Герценъ же, давно выѣхавъ изъ Россіи, не имѣлъ самъ яснаго представленія о состояніи умовъ, особенно внутри Россіи, а основывалъ его на тѣхъ сообщеніяхъ, какія ему дѣлали пріѣзжавшіе къ нему изъ Петербурга его единомышленники, хотя въ описываемые года число ихъ замѣтно порѣдѣло, и считалъ правительственную власть до того уже поколебленною общимъ недовольствомъ, что ее легко принудить пойти, какъ онъ думалъ, на капитуляцію. Притомъ, въ силу своихъ радикальныхъ убѣжденій, онъ крѣпко стоялъ на томъ что если и возможны дальнѣйшія дарованныя реформы, то ихъ никогда нельзя считать прочными; а потому настаивалъ на необходимости вести наступательное движеніе и раздувать недовольство въ обществѣ. Долго происходили на эту тему между Герценомъ и Поджіо горячіе споры, не нарушавшіе однако же между ними ни добрыхъ отношеній, ни частыхъ свиданій и бесѣдъ, какъ между истинно образованными людьми и патріотами, преслѣдующими одну и ту же цѣль, но расходящимся въ выборѣ дорогъ къ ней.

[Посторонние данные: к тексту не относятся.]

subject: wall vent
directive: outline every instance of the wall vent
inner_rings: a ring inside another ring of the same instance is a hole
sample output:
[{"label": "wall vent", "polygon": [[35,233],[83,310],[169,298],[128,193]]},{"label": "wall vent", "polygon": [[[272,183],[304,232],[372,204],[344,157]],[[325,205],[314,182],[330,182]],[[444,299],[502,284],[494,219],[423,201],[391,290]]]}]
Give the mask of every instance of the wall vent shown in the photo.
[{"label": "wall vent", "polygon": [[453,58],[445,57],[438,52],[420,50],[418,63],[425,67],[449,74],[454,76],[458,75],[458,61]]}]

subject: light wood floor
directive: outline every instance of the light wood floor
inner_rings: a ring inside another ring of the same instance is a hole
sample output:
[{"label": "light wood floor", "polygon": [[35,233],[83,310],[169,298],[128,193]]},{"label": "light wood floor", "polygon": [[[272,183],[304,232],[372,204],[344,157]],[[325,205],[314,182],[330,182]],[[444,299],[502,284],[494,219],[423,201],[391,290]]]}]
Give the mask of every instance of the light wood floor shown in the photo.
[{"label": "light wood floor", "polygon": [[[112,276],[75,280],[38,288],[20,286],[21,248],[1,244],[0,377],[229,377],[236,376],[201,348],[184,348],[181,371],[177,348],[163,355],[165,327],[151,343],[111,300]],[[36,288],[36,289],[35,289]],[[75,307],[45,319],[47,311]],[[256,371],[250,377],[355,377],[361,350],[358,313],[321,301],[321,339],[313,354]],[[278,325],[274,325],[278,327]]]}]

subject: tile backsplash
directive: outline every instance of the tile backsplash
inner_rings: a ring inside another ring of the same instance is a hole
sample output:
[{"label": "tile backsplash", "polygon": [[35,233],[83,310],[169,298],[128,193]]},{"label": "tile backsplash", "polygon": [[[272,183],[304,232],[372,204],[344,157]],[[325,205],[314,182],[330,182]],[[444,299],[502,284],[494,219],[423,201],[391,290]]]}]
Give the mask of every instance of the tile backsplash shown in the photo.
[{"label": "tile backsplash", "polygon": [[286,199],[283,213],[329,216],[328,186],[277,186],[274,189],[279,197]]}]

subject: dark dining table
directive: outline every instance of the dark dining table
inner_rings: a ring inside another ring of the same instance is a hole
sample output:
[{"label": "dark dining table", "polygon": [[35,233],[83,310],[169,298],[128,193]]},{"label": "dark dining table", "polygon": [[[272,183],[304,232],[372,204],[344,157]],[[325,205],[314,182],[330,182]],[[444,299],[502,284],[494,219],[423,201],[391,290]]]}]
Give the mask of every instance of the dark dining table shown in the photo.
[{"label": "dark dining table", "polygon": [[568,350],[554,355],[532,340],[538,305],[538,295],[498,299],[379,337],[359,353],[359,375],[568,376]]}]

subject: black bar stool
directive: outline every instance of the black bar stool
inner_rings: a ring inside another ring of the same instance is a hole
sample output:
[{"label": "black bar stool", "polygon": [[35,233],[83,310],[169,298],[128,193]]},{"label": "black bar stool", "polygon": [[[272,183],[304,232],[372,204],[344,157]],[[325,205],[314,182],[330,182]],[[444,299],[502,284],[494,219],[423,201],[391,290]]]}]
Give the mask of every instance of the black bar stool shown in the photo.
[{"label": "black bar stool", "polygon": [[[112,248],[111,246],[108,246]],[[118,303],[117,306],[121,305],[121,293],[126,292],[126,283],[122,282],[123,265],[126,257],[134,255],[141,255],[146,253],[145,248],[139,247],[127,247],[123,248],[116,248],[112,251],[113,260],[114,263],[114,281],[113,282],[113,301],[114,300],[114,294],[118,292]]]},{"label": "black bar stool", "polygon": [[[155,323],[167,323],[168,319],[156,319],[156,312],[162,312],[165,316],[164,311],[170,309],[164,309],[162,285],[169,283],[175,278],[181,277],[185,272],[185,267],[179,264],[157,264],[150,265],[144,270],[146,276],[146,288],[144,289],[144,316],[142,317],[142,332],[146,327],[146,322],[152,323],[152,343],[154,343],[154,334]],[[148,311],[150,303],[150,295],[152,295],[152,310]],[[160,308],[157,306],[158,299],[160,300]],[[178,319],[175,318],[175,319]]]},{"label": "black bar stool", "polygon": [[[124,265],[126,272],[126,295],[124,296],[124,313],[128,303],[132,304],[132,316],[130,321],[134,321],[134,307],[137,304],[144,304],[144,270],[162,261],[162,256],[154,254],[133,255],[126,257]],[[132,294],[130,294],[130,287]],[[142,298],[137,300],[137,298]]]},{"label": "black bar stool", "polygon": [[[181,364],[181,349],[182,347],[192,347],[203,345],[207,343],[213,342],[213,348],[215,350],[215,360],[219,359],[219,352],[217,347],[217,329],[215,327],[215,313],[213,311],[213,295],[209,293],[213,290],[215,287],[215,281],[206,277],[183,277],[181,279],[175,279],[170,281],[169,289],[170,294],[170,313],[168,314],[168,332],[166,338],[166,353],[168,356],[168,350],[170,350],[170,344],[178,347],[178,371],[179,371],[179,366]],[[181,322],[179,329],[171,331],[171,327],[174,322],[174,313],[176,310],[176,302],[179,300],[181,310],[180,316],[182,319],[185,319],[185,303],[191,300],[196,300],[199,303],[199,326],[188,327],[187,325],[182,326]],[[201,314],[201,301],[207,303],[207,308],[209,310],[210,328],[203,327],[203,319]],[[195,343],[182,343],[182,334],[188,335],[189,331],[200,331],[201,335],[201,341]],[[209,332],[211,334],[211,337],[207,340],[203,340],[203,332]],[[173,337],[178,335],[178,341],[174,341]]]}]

Вскорѣ случился одинъ эпизодъ, нѣсколько остудившій эти отношенія: о немъ я разскажу позднѣе.
Мои личныя встрѣчи съ Поджіо возобновились съ осени 1865 г., когда я, слишкомъ медленно направляясь отъ тяжелаго сыпного тифа, выѣхалъ изъ Иркутска и, по всегдашнему своему роковому влеченію на западъ, не замедлилъ очутиться за границей и между прочимъ, въ Женевѣ. Зайдя навѣстить Герцена, я узналъ отъ него, что Поджіо живетъ въ Женевѣ, но что въ данное время у него серьезно больна жена, и по этой причинѣ онъ весь отдался уходу за больной и никуда не показывается самъ, да и Герценъ съ Огаревымъ, чтобы не стѣснять его, давно прекратили свои посѣщенія къ нему.
Такъ какъ я на завтра же долженъ былъ съ однимъ знакомымъ выѣхать въ Италію черезъ Симплонъ, и мы уже запаслись билетами въ почтовой каретѣ то я не теряя времени, пошелъ розыскивать Поджіо по данному мнѣ Герценомъ адресу и нашелъ его въ скромномъ четырехъ-франковомъ пансіонѣ на краю города. Семью засталъ я въ угнетенномъ настроеніи: жена, Лариса Андреевна, страдала тяжелою болѣзнью и, блѣдная и истощенная, уже около двухъ недѣль не вставала съ постели; старикъ хлопоталъ около нея и былъ очень разстроенъ. Къ счастью, вскорѣ пріѣхалъ лечившій больную докторъ Стреленъ, почтенный и прекрасно знавшій свое дѣло врачъ; онъ передалъ мнѣ, что нашелъ у больной полипъ большой величины и на дняхъ собирается извлечь его съ полной увѣренностью въ успѣхѣ. Видя, что леченіе находится въ такихъ опытныхъ рукахъ, я успокоился самъ и постарался подбодрить своихъ старичковъ, что мнѣ отчасти удалось. Я просидѣлъ у нихъ цѣлый день вплоть до поздняго вечера, силясь удовлетворить разсказами ненасытное любопытство Поджіо, желавшаго отъ меня вывѣдать по возможности все о Сибири и покинутыхъ тамъ пріятеляхъ. На завтра въ шестомъ часу утра я уже укатилъ изъ Женевы, а на перепутьи, во Флоренціи, получилъ письмо, увѣдомлявшее, что операція у его жены была сдѣлана и сопровождалась самымъ благополучнымъ исходомъ.